In preparation for next year's solar maximum, scientists worked together analyzing the data obtained from a major CMEs recorded by the mission has recorded until now.
It originated on 13 September 2024 at 00:30 GMT. The eruption's weight was 270 million tonnes – for comparison that sank Titanic was 1.5 million tonnes.
At origin, its temperature was 1.8 million degrees Celsius and the energy content comparable to millions of tons of TNT – in comparison the atomic bombs on Hiroshima and Nagasaki were 15 kilotons and 21 kilotons each.
Although the numbers seem massive, the scientist describes it as a "medium-sized" one.
The asteroid which wiped out the dinosaurs on Earth carried enormous energy and during the Sun's maximum activity cycle, we could see eruptions with energy content matching greater levels.
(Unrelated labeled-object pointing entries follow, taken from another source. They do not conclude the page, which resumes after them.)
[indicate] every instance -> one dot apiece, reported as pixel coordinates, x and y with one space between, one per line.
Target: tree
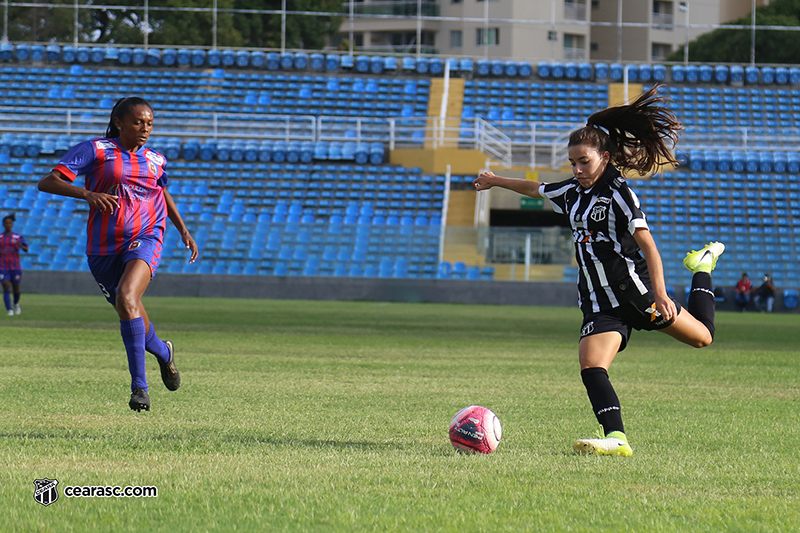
734 45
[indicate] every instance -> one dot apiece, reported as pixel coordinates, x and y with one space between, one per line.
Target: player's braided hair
635 135
120 109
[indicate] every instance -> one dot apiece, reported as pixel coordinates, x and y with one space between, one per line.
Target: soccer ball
475 429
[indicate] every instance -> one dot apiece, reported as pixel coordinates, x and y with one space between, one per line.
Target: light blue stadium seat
317 61
331 62
198 57
258 59
53 52
601 71
153 57
183 56
23 52
139 56
678 73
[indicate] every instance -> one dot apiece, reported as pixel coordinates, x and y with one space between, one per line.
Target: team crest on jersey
599 212
45 492
155 157
103 144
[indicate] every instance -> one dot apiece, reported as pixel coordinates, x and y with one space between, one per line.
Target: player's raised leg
696 327
596 353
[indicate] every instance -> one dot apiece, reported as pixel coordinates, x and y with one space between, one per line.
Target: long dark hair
122 108
635 135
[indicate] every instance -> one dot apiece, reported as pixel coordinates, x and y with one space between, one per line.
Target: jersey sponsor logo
45 492
102 144
154 157
599 212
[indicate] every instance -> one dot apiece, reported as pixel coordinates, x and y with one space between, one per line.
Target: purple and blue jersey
137 178
9 251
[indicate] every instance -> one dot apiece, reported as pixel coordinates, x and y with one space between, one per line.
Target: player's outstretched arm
56 183
488 179
175 216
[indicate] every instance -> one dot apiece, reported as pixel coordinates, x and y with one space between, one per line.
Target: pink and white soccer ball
475 429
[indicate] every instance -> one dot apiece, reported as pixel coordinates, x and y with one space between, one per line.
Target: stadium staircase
737 181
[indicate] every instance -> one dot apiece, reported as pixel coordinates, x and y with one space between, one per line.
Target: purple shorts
14 276
108 269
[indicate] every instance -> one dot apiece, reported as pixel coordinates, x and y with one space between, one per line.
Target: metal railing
529 246
507 143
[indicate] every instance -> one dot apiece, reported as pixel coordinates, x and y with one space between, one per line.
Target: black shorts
639 313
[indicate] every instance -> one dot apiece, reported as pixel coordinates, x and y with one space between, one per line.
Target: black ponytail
120 109
638 136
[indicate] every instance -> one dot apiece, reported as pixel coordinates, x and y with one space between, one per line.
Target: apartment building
532 30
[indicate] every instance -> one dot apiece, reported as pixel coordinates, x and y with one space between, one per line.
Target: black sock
701 300
603 398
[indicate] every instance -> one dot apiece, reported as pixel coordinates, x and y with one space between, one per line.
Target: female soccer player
126 191
621 278
10 270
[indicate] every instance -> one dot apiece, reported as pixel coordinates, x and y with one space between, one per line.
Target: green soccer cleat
169 372
140 400
615 444
704 259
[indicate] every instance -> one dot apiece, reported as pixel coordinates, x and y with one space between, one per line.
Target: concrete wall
547 294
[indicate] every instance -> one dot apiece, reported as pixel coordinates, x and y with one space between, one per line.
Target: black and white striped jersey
611 269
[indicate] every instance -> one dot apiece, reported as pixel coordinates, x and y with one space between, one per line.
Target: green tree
734 45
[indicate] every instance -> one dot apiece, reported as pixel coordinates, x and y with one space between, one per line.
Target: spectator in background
765 295
743 288
10 270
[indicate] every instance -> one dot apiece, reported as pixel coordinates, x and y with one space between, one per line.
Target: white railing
506 143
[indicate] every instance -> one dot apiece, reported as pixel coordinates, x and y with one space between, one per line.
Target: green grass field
324 416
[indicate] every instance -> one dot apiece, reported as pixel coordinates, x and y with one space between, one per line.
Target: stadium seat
790 298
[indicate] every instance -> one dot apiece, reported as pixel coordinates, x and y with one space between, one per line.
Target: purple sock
133 337
156 346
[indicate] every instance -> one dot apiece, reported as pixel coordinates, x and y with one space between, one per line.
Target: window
574 46
488 37
575 9
660 51
663 15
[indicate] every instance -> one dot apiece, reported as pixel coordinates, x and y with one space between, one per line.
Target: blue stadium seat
198 57
258 59
169 57
23 52
331 62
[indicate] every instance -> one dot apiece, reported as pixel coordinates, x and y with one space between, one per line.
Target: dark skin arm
177 221
56 183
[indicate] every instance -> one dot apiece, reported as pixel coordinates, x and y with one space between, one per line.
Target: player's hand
482 182
188 241
103 202
666 307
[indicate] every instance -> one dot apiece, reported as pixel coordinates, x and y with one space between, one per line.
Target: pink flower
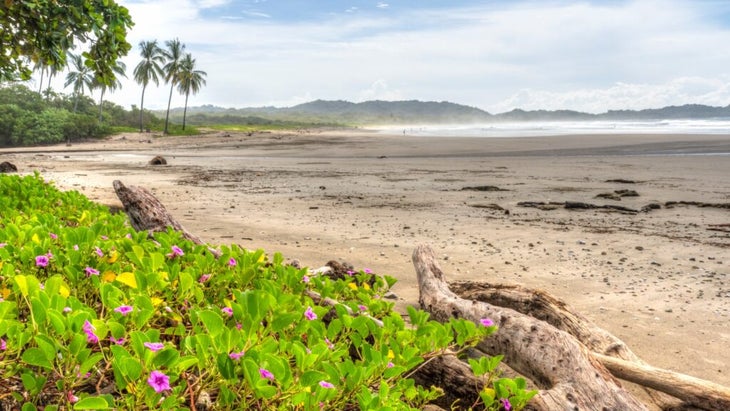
325 384
236 355
124 309
41 261
154 347
487 322
117 341
88 328
266 374
159 381
309 314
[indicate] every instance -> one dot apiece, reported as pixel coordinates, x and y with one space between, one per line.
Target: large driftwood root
563 369
146 212
605 346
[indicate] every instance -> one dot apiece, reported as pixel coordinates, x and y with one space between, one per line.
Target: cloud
585 55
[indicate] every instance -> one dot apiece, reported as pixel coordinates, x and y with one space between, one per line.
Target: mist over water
552 128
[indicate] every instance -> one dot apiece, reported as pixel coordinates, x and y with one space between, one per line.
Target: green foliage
43 31
88 302
28 119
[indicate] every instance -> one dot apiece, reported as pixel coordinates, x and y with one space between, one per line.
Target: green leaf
92 403
36 356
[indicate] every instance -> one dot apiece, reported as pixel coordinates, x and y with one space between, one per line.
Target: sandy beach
493 209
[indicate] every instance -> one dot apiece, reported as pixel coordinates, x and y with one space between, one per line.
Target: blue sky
496 55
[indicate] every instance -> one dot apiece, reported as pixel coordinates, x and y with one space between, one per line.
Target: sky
496 55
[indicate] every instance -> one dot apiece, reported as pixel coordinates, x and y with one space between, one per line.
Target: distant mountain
340 112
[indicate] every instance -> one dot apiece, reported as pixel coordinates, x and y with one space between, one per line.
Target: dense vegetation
94 315
27 118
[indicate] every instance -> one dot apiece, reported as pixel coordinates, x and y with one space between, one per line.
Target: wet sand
659 279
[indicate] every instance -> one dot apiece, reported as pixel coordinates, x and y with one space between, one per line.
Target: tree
119 69
148 70
80 76
34 30
173 57
190 80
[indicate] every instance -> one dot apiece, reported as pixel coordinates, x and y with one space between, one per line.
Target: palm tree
148 69
81 78
119 69
189 81
173 57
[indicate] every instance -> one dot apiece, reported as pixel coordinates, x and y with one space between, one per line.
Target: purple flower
309 314
487 322
89 331
159 381
154 347
266 374
236 355
124 309
41 260
118 341
325 384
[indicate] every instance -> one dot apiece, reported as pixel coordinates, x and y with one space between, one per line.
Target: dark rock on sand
158 161
483 188
6 167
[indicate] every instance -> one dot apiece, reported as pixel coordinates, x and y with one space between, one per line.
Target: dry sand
659 280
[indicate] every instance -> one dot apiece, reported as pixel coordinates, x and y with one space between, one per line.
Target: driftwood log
523 339
568 358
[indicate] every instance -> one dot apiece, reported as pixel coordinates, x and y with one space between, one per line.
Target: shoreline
658 280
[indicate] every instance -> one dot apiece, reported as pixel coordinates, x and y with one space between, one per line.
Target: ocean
551 128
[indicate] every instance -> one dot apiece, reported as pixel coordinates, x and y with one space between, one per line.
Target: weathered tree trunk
694 391
146 212
563 369
543 306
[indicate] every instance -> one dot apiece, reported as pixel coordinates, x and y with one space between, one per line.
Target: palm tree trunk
141 108
40 86
185 110
101 103
169 100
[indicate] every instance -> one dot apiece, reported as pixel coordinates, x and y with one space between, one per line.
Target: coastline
658 280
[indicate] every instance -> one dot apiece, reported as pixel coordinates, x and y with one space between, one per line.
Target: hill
340 112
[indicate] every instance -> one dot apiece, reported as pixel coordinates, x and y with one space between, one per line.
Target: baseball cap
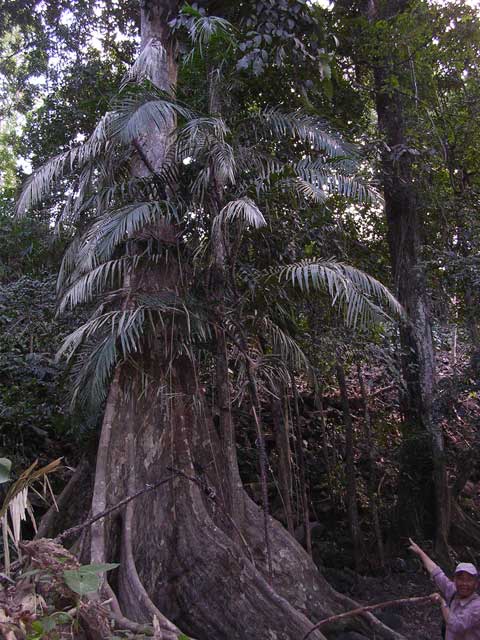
468 567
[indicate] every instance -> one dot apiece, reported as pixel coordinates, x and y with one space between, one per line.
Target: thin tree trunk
372 475
328 465
352 508
424 451
301 468
282 442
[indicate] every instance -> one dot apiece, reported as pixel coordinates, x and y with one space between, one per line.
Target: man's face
466 584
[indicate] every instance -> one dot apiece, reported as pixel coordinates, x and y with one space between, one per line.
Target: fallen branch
74 530
372 607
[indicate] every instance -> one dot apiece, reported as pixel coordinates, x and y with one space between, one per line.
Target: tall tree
177 186
424 478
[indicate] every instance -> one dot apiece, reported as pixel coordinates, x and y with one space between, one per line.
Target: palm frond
193 136
223 161
243 210
90 284
286 347
40 183
140 113
355 291
203 29
115 227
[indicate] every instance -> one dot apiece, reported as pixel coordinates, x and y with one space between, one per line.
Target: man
460 603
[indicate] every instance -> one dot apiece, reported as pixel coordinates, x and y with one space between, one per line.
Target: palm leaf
115 227
138 114
243 210
354 290
297 126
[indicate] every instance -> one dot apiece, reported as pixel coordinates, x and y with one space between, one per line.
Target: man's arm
427 562
445 585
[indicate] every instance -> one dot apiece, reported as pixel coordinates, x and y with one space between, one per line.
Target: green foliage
87 578
5 467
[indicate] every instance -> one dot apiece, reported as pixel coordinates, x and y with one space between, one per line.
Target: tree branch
74 530
371 607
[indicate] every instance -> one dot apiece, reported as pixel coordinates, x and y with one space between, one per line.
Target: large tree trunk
423 473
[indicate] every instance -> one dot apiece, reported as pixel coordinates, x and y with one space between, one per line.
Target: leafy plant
86 579
16 504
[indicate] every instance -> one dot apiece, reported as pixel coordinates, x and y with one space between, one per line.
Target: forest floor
422 622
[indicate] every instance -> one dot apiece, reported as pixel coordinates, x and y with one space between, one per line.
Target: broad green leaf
5 467
86 579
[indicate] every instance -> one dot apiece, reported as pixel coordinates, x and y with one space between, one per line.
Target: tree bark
423 473
282 443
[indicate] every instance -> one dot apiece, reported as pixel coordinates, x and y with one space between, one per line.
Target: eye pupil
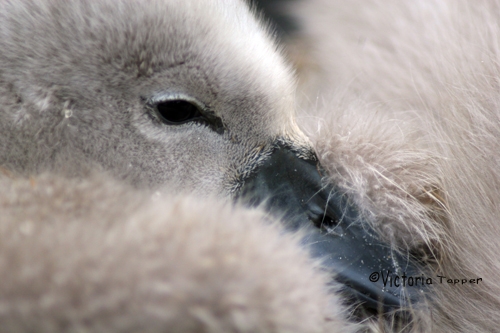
177 111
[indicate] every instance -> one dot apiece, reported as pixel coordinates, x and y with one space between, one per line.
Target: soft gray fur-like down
96 256
401 101
113 221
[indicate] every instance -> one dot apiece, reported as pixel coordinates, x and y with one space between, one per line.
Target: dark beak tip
292 188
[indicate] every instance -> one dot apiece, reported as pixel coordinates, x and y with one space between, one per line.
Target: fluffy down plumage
399 99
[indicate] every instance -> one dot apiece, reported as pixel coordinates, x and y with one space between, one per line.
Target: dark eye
177 111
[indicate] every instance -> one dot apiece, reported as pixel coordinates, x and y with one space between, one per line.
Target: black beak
291 187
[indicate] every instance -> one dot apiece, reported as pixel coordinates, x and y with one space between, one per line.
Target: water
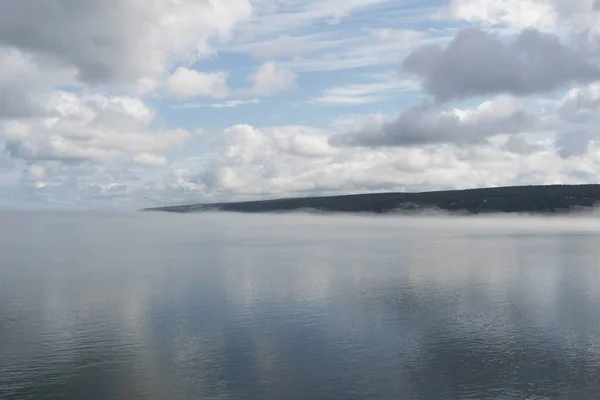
209 306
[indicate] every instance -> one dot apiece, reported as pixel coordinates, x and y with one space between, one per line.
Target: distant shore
551 199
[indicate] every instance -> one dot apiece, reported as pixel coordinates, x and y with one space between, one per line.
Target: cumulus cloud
478 63
551 15
271 78
122 41
184 83
89 127
148 159
427 124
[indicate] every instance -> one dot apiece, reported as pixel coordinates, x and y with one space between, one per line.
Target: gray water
227 306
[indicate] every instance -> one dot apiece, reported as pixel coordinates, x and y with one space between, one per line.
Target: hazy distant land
550 199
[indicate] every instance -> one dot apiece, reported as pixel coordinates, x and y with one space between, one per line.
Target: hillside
530 199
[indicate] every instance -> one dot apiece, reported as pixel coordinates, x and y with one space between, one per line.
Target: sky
132 103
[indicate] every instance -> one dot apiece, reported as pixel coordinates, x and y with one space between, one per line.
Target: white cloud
548 15
225 104
149 159
89 127
185 83
123 42
427 124
271 78
363 93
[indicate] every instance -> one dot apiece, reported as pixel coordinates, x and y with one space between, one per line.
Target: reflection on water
158 306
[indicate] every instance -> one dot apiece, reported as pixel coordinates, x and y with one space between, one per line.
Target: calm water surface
209 306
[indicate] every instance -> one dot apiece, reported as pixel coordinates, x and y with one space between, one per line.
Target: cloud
185 83
579 113
149 159
364 93
282 46
271 78
89 128
24 87
118 42
225 104
426 124
548 15
250 163
478 63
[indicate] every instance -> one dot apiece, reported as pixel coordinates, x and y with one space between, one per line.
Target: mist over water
296 306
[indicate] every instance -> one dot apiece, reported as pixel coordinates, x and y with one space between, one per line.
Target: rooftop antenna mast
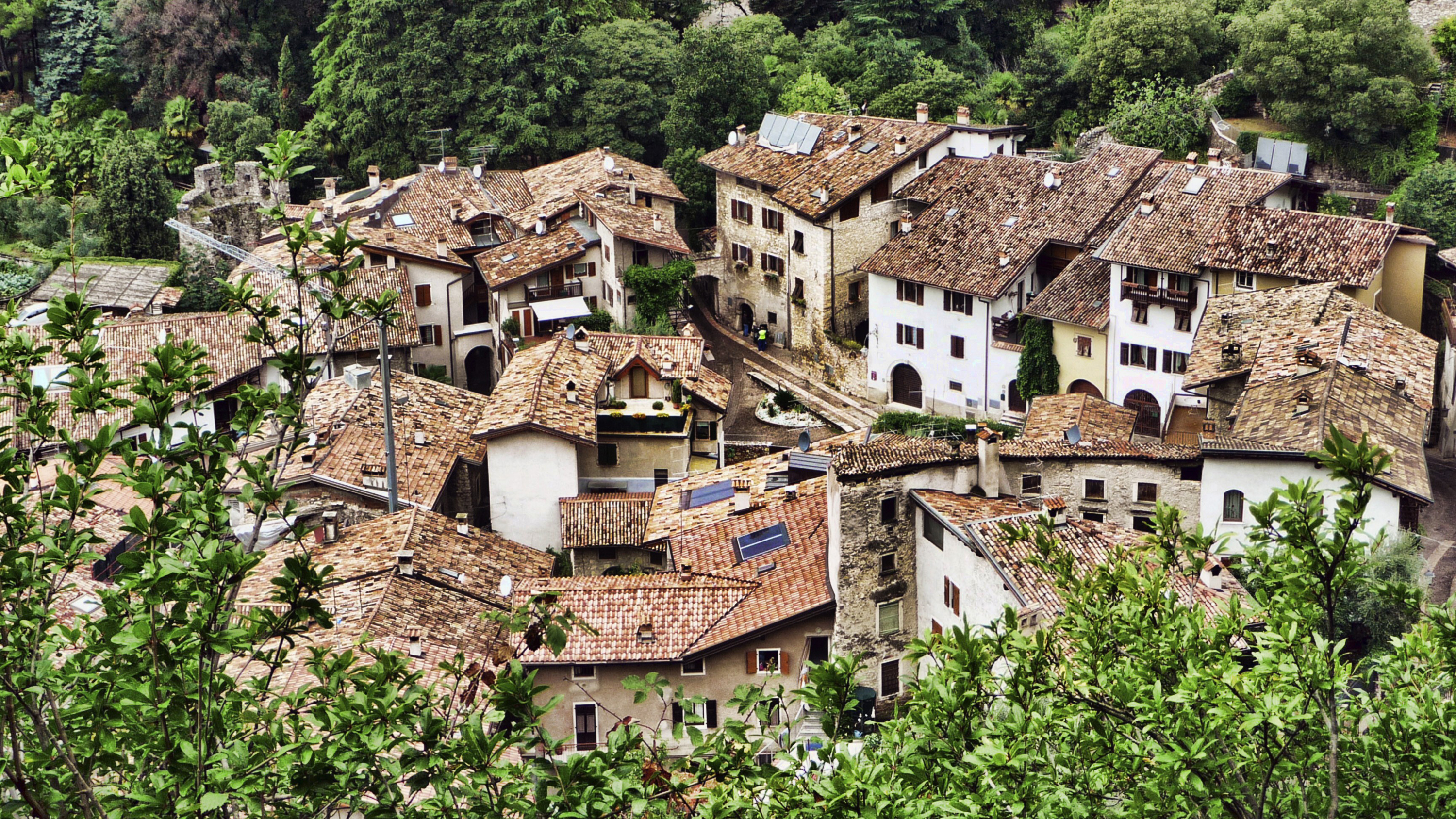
437 143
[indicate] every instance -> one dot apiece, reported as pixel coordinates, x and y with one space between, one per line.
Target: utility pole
389 416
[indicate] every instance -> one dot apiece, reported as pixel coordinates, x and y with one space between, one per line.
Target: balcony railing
1161 296
552 292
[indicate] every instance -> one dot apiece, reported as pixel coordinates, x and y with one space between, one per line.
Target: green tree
1339 69
1037 370
1429 200
1141 40
1165 115
133 201
813 92
720 88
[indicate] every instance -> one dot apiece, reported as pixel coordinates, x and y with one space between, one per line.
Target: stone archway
905 386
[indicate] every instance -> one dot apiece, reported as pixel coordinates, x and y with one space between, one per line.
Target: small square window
889 617
1030 483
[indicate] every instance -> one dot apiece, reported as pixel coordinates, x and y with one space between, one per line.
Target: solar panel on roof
762 541
781 133
710 493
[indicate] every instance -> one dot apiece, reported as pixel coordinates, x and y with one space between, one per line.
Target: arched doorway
905 386
745 316
478 370
1149 415
1014 401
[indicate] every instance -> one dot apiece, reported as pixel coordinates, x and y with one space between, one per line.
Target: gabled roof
985 523
1175 235
1002 209
1274 327
350 428
1299 245
613 518
835 164
456 581
1078 296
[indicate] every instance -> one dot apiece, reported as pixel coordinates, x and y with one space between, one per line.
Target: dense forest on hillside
525 82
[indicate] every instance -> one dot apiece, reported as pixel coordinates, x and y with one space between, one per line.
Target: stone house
1279 369
597 412
338 477
947 293
806 198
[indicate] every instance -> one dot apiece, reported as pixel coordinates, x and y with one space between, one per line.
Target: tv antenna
436 137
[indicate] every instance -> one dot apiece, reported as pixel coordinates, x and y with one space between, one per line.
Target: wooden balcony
1159 296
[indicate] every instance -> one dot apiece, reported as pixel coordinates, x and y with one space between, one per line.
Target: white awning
557 309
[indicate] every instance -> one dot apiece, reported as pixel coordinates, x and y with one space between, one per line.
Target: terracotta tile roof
679 610
892 453
557 185
350 426
613 518
669 514
509 262
835 162
533 389
367 595
1175 235
715 603
1052 416
532 393
985 209
1299 245
1353 404
1078 296
638 223
1088 543
1274 327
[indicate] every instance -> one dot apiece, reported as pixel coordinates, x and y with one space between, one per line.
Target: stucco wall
529 473
1068 479
723 672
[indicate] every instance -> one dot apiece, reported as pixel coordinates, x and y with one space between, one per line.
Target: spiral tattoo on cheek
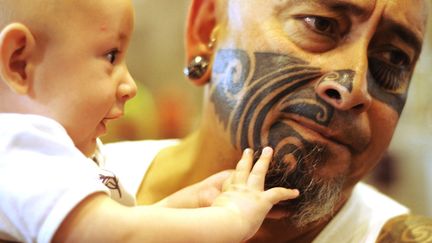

"I consider this eruption we evaluated to have occurred during periods of typical solar activity. Now this sets the standard for future comparison to evaluate what to expect during solar maximum occurs," he states.
"The insights gained will assist in developing protective measures to implement to protect spacecraft in orbit. Additionally, they'll aid us gain deeper knowledge of near-Earth space," he concludes.